How do you reconcile IDisposable and IoC?

I'm finally wrapping my head around IoC and DI in C#, and am struggling with some of the edges. I'm using the Unity container, but I think this question applies more broadly.

Using an IoC container to dispense instances that implement IDisposable freaks me out! How are you supposed to know if you should Dispose()? The instance might have been created just for you (and therefor you should Dispose() it), or it could be an instance whose lifetime is managed elsewhere (and therefor you'd better not). Nothing in the code tells you, and in fact this could change based on configuration!!! This seems deadly to me.

Can any IoC experts out there describe good ways to handle this ambiguity?


Solution 1:

You definitely do not want to call Dispose() on an object that was injected into your class. You can't make the assumption that you are the only consumer. Your best bet is to wrap your unmanaged object in some managed interface:

public class ManagedFileReader : IManagedFileReader
{
    public string Read(string path)
    {
        using (StreamReader reader = File.OpenRead(path))
        {
            return reader.ReadToEnd();
        }
    }
}

That is just an example, I would use File.ReadAllText(path) if I were trying to read a text file into a string.
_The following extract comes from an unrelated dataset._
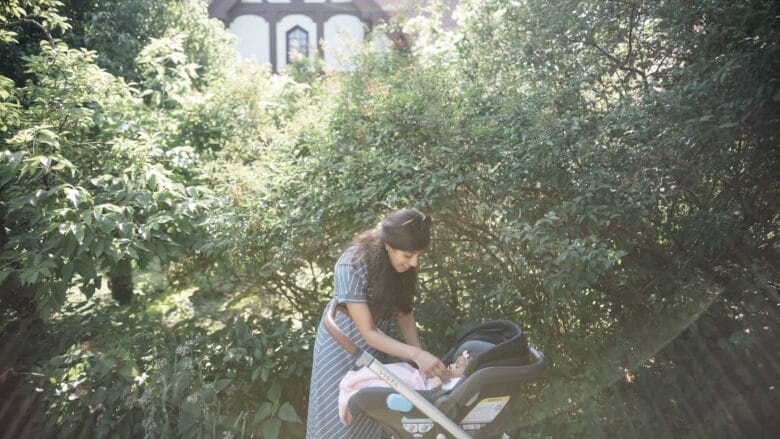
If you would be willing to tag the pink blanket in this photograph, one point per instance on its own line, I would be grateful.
(355, 380)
Another approach is to inject a factory and manage the object yourself:

public void DoSomething()
{
    using (var resourceThatShouldBeDisposed = injectedFactory.CreateResource())
    {
        // do something
    }
}

Solution 2:

AutoFac handles this by allowing the creation of a nested container. When the container is finished with, it automatically disposes of all IDisposable objects within it. More here.

.. As you resolve services, Autofac tracks disposable (IDisposable) components that are resolved. At the end of the unit of work, you dispose of the associated lifetime scope and Autofac will automatically clean up/dispose of the resolved services.